References and AI acknowledgment¶
GitHub repository: "namibarsbold/STATS201-Course-project" (folders include data, figures, scripts; notebooks, docs, README).
Datasets and tools:
- VIIRS nighttime lights annual composites (EOG "Annual VNL V1"; annual composites use "vcm" and screen ephemeral lights/background; documentation and processing notes).
- WorldPop population surfaces (methods and RF/dasymetric redistribution documentation; note that WorldPop products are model-based gridded estimates).
- Spatial cross-validation guidance for autocorrelated data (blocked CV recommended when dependence exists).
- Breusch–Pagan heteroskedasticity test implementation documentation (statsmodels het_breuschpagan) and robust covariance (get_robustcov_results).

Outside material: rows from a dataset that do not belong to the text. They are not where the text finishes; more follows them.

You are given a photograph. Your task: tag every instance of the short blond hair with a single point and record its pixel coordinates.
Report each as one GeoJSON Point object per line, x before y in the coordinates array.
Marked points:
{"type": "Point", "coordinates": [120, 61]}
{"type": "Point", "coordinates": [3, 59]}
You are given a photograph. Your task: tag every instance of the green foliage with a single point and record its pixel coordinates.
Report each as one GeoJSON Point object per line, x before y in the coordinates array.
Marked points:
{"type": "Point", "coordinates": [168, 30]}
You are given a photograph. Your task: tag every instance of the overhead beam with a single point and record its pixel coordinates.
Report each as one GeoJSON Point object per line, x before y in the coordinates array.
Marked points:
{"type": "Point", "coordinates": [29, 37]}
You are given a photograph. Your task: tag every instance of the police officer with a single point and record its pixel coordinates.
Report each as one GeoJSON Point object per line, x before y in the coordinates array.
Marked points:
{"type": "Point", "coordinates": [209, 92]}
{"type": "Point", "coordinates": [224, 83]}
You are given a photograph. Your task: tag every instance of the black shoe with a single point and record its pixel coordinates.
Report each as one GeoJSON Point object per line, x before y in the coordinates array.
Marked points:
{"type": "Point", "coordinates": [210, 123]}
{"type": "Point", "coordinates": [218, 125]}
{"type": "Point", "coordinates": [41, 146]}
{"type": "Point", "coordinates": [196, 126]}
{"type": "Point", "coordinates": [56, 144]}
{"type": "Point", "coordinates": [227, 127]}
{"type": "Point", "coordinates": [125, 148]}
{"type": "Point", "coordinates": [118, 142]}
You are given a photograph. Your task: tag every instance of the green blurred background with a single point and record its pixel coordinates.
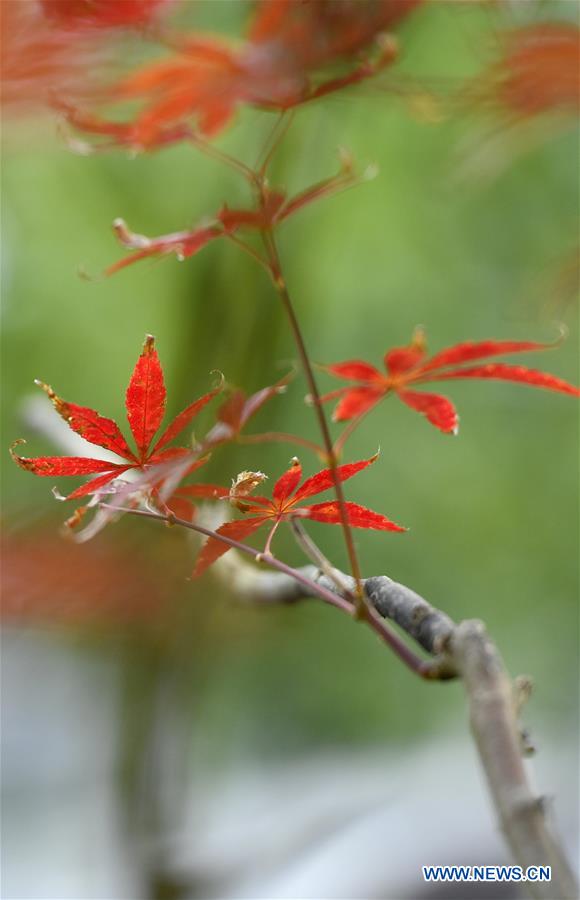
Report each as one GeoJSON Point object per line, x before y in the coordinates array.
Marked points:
{"type": "Point", "coordinates": [492, 513]}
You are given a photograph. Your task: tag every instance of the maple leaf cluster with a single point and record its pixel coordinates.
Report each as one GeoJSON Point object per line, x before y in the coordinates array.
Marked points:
{"type": "Point", "coordinates": [163, 468]}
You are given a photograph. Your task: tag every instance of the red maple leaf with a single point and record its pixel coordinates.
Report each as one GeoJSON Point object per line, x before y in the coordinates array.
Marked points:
{"type": "Point", "coordinates": [287, 503]}
{"type": "Point", "coordinates": [101, 13]}
{"type": "Point", "coordinates": [409, 366]}
{"type": "Point", "coordinates": [145, 405]}
{"type": "Point", "coordinates": [538, 71]}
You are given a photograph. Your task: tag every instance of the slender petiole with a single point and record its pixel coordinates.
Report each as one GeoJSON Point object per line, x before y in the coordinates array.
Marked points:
{"type": "Point", "coordinates": [281, 437]}
{"type": "Point", "coordinates": [280, 285]}
{"type": "Point", "coordinates": [222, 157]}
{"type": "Point", "coordinates": [247, 248]}
{"type": "Point", "coordinates": [315, 554]}
{"type": "Point", "coordinates": [274, 140]}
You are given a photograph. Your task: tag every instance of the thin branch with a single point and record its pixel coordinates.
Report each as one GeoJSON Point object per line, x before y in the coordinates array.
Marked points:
{"type": "Point", "coordinates": [266, 437]}
{"type": "Point", "coordinates": [521, 812]}
{"type": "Point", "coordinates": [461, 650]}
{"type": "Point", "coordinates": [315, 554]}
{"type": "Point", "coordinates": [280, 285]}
{"type": "Point", "coordinates": [274, 140]}
{"type": "Point", "coordinates": [224, 158]}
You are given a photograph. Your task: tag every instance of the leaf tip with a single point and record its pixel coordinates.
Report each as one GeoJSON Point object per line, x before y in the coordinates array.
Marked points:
{"type": "Point", "coordinates": [148, 345]}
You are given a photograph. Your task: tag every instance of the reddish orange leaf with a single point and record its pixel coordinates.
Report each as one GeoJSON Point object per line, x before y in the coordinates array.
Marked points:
{"type": "Point", "coordinates": [287, 483]}
{"type": "Point", "coordinates": [357, 401]}
{"type": "Point", "coordinates": [162, 469]}
{"type": "Point", "coordinates": [355, 370]}
{"type": "Point", "coordinates": [358, 516]}
{"type": "Point", "coordinates": [145, 398]}
{"type": "Point", "coordinates": [470, 350]}
{"type": "Point", "coordinates": [182, 420]}
{"type": "Point", "coordinates": [55, 466]}
{"type": "Point", "coordinates": [102, 13]}
{"type": "Point", "coordinates": [284, 506]}
{"type": "Point", "coordinates": [539, 70]}
{"type": "Point", "coordinates": [506, 372]}
{"type": "Point", "coordinates": [90, 425]}
{"type": "Point", "coordinates": [437, 409]}
{"type": "Point", "coordinates": [407, 366]}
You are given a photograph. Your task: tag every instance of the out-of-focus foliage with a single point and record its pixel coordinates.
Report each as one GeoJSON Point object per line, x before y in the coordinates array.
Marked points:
{"type": "Point", "coordinates": [492, 512]}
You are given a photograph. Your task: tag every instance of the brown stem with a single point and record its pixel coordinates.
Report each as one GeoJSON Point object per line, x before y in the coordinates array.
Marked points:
{"type": "Point", "coordinates": [280, 285]}
{"type": "Point", "coordinates": [315, 554]}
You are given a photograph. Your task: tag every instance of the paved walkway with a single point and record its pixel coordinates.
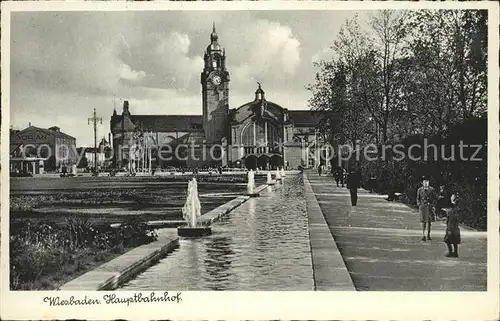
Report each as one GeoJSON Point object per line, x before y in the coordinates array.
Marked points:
{"type": "Point", "coordinates": [380, 242]}
{"type": "Point", "coordinates": [111, 274]}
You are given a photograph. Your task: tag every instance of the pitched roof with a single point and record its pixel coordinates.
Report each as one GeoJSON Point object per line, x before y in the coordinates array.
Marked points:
{"type": "Point", "coordinates": [168, 123]}
{"type": "Point", "coordinates": [46, 131]}
{"type": "Point", "coordinates": [306, 118]}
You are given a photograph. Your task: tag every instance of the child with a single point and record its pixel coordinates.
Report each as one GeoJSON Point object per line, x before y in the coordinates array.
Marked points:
{"type": "Point", "coordinates": [452, 236]}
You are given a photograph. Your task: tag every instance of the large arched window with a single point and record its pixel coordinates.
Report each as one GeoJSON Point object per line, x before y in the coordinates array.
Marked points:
{"type": "Point", "coordinates": [254, 134]}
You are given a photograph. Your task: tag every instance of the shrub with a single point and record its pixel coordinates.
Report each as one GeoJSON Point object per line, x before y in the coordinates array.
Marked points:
{"type": "Point", "coordinates": [44, 248]}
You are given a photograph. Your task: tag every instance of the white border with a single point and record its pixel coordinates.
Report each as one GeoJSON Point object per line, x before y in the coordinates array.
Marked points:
{"type": "Point", "coordinates": [268, 305]}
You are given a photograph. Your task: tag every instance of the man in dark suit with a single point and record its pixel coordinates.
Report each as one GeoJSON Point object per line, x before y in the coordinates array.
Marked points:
{"type": "Point", "coordinates": [353, 181]}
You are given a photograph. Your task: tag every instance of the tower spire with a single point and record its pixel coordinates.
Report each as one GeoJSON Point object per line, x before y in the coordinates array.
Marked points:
{"type": "Point", "coordinates": [214, 36]}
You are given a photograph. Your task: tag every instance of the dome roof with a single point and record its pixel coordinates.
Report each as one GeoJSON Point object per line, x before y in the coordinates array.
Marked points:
{"type": "Point", "coordinates": [214, 46]}
{"type": "Point", "coordinates": [263, 108]}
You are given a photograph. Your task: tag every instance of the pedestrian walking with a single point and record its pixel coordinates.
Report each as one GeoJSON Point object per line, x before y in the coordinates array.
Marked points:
{"type": "Point", "coordinates": [452, 236]}
{"type": "Point", "coordinates": [426, 202]}
{"type": "Point", "coordinates": [338, 176]}
{"type": "Point", "coordinates": [372, 183]}
{"type": "Point", "coordinates": [353, 180]}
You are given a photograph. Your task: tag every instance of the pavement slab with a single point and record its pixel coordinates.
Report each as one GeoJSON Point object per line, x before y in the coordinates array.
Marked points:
{"type": "Point", "coordinates": [380, 242]}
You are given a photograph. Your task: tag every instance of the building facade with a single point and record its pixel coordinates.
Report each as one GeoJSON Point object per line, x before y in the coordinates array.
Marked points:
{"type": "Point", "coordinates": [37, 150]}
{"type": "Point", "coordinates": [259, 134]}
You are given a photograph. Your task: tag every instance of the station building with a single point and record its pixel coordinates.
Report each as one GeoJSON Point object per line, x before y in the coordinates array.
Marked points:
{"type": "Point", "coordinates": [37, 150]}
{"type": "Point", "coordinates": [258, 134]}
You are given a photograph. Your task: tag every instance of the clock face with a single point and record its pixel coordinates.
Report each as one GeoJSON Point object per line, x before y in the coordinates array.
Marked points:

- Metric definitions used in reporting (scikit-learn regression metrics for R² and MSE/RMSE).
References:
Dinkelman, T. (2011). The effects of rural electrification on employment: New evidence from South Africa. American Economic Review, 101(7), 3078–3108. https://doi.org/10.1257/aer.101.7.3078
Henderson, J. V., Storeygard, A., & Weil, D. N. (2012). Measuring economic growth from outer space. American Economic Review, 102(2), 994–1028. https://doi.org/10.1257/aer.102.2.994
Lessmann, C., & Seidel, A. (2017). Regional inequality, convergence, and its determinants – A view from outer space. European Economic Review, 92, 110–132. https://doi.org/10.1016/j.euroecorev.2016.11.009
Lipscomb, M., Mobarak, A. M., & Barham, T. (2013). Development effects of electrification: Evidence from the topographic placement of hydropower plants in Brazil. American Economic Journal: Applied Economics, 5(2), 200–231. https://doi.org/10.1257/app.5.2.200
Falchetta, G., Pachauri, S., Byers, E., Danylo, O., & Parkinson, S. C. (2020). Satellite observations reveal inequalities in the progress and effectiveness of recent electrification in Sub-Saharan Africa. One Earth, 2(4), 364–379. https://doi.org/10.1016/j.oneear.2020.03.007
AI Acknowledgment: Regressions were brainstormed and edited with assistance from ChatGPT for correctness. Project infrastructure (repository structure, GitHub Pages setup, and reproducibility documentation) was designed with assistance from Claude (Anthropic).